Kollektivistische Werte sind Resultat eines kollektivistischen Menschenbildes in dem der Mensch über seiner Zugehörigkeit zu Gruppen definiert wird. Nation, Kultur, Religion, Ethnie etc. Die kollektiven Interessen der Gruppe wiegen hier höher als die individuellen Rechte des Einzelnen.
Beispiel 1:
Eine Person ist homosexuell, aber die Gruppe hat ein religiös informiertes Familienbild und dementsprechend werden dem homosexuellen verschiedenste Rechte abgesprochen um die Integrität der Gruppe zu erhalten.
Beispiel 2:
Eine Person ist Migrant, aber die Gruppe hat ein nationalistisch informiertes Selbstverständnis und lehnt dementsprechend "fremde" Einflüsse ab.
Beispiel 3:
Ein Person ist Feminist und und lehnt die Rollenerwartungen die von der Gruppe an Frauen gestellt werden ab.
In allen 3 Fälle gilt: Individuelle Wertesysteme würde die Rechte des einzelnen Verteidigen, während kollektivistische Wertesysteme das Interesse der Gruppe verteidigen.
Der Zugrundeliegende Konflikt dreht sich also um kollektivistische vs. individualistische Werte.
In genau diesem Kulturkampf sieht sich die Rechte heute (siehe: das Essay von Orban das ich im letzten post verlinkt habe, da erzählt er genau das).
Auch Russland sieht diesen Kampf als "entscheidenden Widerspruch unserer Epoche":
„the fundamental contradiction of our epoch...is the opposition of liberal civilized standards on the one hand(individualistische Werte), and the values of national, cultural and religious identity on the other(kollektivistische Werte)“
- Moskauer Patriarch Kirill
Hitler sah sich im selben Kampf.
Die Gruppe war für ihn das oberste Gut und die Idee individueller Rechte unabhängig von Gruppenidentität bedeutete für Hitler den Zerfall der Zivilisation.

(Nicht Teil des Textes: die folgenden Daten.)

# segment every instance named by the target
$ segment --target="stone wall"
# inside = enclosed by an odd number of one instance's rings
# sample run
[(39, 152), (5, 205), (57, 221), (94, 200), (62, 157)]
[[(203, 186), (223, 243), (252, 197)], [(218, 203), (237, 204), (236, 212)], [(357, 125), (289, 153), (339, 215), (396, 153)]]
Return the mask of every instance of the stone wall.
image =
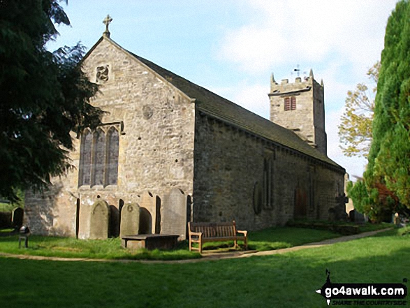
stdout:
[[(88, 238), (91, 207), (98, 198), (110, 206), (110, 228), (118, 234), (119, 227), (112, 225), (119, 223), (121, 208), (140, 203), (144, 193), (159, 198), (163, 209), (168, 206), (163, 199), (173, 189), (192, 195), (191, 99), (111, 41), (103, 39), (93, 48), (83, 69), (101, 84), (92, 104), (108, 112), (103, 119), (108, 124), (101, 129), (114, 127), (120, 133), (117, 183), (78, 186), (80, 142), (73, 134), (75, 149), (71, 159), (75, 168), (61, 180), (54, 179), (45, 193), (27, 193), (27, 222), (35, 233)], [(101, 67), (107, 68), (104, 78)]]
[[(324, 87), (313, 78), (306, 80), (298, 77), (295, 82), (284, 79), (280, 84), (271, 80), (270, 120), (297, 133), (326, 154), (327, 141), (325, 132)], [(293, 96), (296, 109), (285, 110), (284, 99)]]
[[(329, 209), (337, 205), (336, 197), (343, 191), (340, 170), (206, 115), (198, 113), (196, 119), (193, 221), (235, 219), (240, 228), (258, 230), (284, 225), (295, 215), (329, 218)], [(264, 161), (269, 157), (271, 203), (263, 202), (257, 213), (255, 187), (258, 183), (265, 191)], [(305, 207), (302, 213), (298, 203)]]

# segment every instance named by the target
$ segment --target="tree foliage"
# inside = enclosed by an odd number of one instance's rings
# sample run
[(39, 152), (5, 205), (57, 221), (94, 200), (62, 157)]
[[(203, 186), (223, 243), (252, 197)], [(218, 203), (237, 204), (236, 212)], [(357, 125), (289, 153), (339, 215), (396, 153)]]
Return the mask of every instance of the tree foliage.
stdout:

Hitler verstand liberale Philosophie nie, deswegen sah als er Ursache dieser Bewegung stets eine jüdische Verschwörung, statt die Geister der Aufklärung und die legitimen Interessen aufgeklärter Menschen.
Hitler legte besonderen Wert auf nationale und kulturelle Identität.
Liberale hingegen wollten individuelle Identät mit individuellen Rechten verbinden aber jegliche kollektivistischen Identitäten wurden abgelehnt.
Kommunisten auf der anderen Seite wollten Konzepte nationaler, kultureller und religiöser Identität ersetzen durch eine einziges identitätstiftendes Moment: Das der Klasse.
Hitler konnte nicht wirklich zwischen den beiden unterschieden wie die Worte "Kulturmarxismus" und "jüdischer Bolshevismus" schon zeigen: Er vermischte Liberalismus, Kommunismus und Judentum zu einer verschworenen Einheit, die die Zerstörung des deutschen Volkes zum Ziel hatte.
Und du greifst genau diesen Schwachsinn auf indem du die Talking Points der Alt-Right Bewegung übernimmst in denen sie Versuchen den Marxismus als Feindbild und große Gefahr darzustellen.